NOSFERATU Director Explains How Bill Skarsgård Stopped Him From Changing the Film's Ending

by · GeekTyrant

Director Robert Eggers embarked on a dark journey to remake one of the most iconic vampire movies of all time, Nosferatu. While this film will retell the dark gothic tale of Count Orok, he initially planned to change up century-old ending, but Bill Skarsgård persuaded not to.

During an interview with SFX Magazine, Eggers explained: "I sent him a backstory of Orlok that I wrote. So we came to it together to achieve what I was after. Because I’m so tired of the heroic and sad vampires, I was just like, 'He's a demon. He’s so evil.’”

The filmmaker was looking to move away from the whole romantic and over-emotional vampire trait that we’ve been seeing in mainstream Vampire films in recent years, but Skarsgård believed that the character need to be vulnerable.

Eggers went on to say: "Bill was like, 'Yeah, but there needs to be some times where he has some kind of vulnerability.”

When talking about the Orlok's bit of added humanity in the movie, the said: "It's very subtle, and it’s not there often, but it is enough. I think the ending of the movie is much more effective than it would have been without Bill’s acute sensitivity to that – while still delivering on this big, scary, masculine vampire."

Nosferatu tells the dark and twisted tale of obsession between a haunted young woman (Lily-Rose Depp) in 19th-century Germany and the ancient Transylvanian vampire who stalks her, bringing untold horror with him.

When previously talking about the movie, Eggers said: “It’s a scary film. It’s a horror movie. It’s a Gothic horror movie. And I do think that there hasn’t been an old-school Gothic movie that’s actually scary in a while.
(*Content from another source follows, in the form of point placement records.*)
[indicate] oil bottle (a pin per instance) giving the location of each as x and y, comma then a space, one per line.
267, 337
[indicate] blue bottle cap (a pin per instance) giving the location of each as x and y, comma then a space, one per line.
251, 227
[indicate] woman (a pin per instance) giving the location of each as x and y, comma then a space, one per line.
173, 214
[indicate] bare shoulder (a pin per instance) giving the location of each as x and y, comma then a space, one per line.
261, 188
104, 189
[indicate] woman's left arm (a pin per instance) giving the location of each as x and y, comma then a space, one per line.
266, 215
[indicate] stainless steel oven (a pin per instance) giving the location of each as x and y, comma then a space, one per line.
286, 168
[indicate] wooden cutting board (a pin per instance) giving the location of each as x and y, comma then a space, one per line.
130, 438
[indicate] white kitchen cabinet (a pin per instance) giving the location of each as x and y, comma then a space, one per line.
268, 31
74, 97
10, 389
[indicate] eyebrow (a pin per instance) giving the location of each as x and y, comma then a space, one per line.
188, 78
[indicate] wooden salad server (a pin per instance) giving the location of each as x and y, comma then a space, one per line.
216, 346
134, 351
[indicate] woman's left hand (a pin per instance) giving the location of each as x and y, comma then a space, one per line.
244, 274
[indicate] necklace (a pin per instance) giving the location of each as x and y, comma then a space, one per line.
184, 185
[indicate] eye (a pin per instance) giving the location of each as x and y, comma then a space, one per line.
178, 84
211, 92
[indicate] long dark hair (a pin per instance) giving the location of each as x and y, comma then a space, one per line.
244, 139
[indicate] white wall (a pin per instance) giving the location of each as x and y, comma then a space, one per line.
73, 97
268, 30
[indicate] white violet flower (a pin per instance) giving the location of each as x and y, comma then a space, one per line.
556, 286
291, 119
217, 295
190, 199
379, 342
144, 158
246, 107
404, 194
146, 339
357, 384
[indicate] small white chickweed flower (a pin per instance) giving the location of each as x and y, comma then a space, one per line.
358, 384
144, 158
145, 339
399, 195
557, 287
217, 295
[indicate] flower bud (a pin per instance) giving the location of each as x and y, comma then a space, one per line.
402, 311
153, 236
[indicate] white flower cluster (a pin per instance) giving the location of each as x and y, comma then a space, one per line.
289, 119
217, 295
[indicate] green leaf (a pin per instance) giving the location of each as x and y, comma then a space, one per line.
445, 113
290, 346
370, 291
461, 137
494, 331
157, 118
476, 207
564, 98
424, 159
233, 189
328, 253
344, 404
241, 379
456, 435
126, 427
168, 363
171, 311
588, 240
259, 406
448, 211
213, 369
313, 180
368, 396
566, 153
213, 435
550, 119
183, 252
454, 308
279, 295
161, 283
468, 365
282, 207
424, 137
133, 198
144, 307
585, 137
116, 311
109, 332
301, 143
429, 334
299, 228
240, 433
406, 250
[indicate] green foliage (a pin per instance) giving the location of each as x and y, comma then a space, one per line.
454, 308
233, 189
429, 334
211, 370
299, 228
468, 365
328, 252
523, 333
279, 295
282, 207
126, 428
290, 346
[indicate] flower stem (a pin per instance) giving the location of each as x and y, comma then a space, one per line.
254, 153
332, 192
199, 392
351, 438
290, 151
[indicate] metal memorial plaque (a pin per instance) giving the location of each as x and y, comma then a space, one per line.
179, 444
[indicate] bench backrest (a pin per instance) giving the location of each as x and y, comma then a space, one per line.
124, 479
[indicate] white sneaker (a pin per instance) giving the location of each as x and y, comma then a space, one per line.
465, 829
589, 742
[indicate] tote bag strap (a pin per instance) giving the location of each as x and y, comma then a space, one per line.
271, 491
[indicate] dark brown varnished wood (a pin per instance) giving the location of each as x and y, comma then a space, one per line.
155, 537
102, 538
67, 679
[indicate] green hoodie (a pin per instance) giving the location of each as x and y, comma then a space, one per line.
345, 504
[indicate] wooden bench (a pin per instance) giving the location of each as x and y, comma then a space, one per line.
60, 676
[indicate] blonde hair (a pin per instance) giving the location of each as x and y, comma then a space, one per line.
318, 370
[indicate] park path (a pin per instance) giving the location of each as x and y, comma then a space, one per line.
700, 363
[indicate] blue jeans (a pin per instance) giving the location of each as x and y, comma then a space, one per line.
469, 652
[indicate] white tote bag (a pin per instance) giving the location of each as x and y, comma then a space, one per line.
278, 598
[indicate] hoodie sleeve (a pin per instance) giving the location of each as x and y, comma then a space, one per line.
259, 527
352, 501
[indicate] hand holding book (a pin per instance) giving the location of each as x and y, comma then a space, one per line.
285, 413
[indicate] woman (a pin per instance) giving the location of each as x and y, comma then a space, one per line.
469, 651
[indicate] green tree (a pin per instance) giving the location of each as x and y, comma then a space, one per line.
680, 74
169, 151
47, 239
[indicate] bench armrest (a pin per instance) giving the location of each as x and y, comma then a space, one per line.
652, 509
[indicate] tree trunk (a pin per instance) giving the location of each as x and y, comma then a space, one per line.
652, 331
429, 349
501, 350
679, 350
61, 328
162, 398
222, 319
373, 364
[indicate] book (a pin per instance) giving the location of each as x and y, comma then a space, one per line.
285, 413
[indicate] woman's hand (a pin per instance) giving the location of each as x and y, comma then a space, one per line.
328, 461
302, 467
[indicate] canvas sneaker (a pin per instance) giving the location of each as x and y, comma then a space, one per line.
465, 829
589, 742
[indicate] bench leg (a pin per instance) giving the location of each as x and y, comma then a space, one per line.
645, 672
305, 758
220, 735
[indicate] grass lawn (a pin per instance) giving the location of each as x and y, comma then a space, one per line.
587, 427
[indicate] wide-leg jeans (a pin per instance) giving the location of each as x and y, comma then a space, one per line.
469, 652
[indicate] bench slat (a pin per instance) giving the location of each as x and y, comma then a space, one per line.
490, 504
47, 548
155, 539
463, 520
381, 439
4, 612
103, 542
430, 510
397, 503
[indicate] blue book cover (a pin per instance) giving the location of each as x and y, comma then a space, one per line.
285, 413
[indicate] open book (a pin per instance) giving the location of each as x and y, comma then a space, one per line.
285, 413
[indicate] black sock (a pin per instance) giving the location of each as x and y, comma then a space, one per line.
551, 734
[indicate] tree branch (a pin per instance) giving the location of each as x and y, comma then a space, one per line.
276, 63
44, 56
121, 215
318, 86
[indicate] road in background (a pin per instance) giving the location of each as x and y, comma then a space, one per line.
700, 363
And I think that the majority of audiences will find this one to be the case.”

The film is described by critics as being gory, creepy, haunting, grotesque, stunning, gorgeous, and captivating, and one critic says that it “goes harder than any other horror film this year.”

The movie also stars Emma Corrin (Deadpool 3), Aaron Taylor-Johnson (Kraven the Hunter), Simon McBurney (The Conjuring 2) and Ralph Ineson (The Witch).

The movie will be released in theaters on December 25, 2024.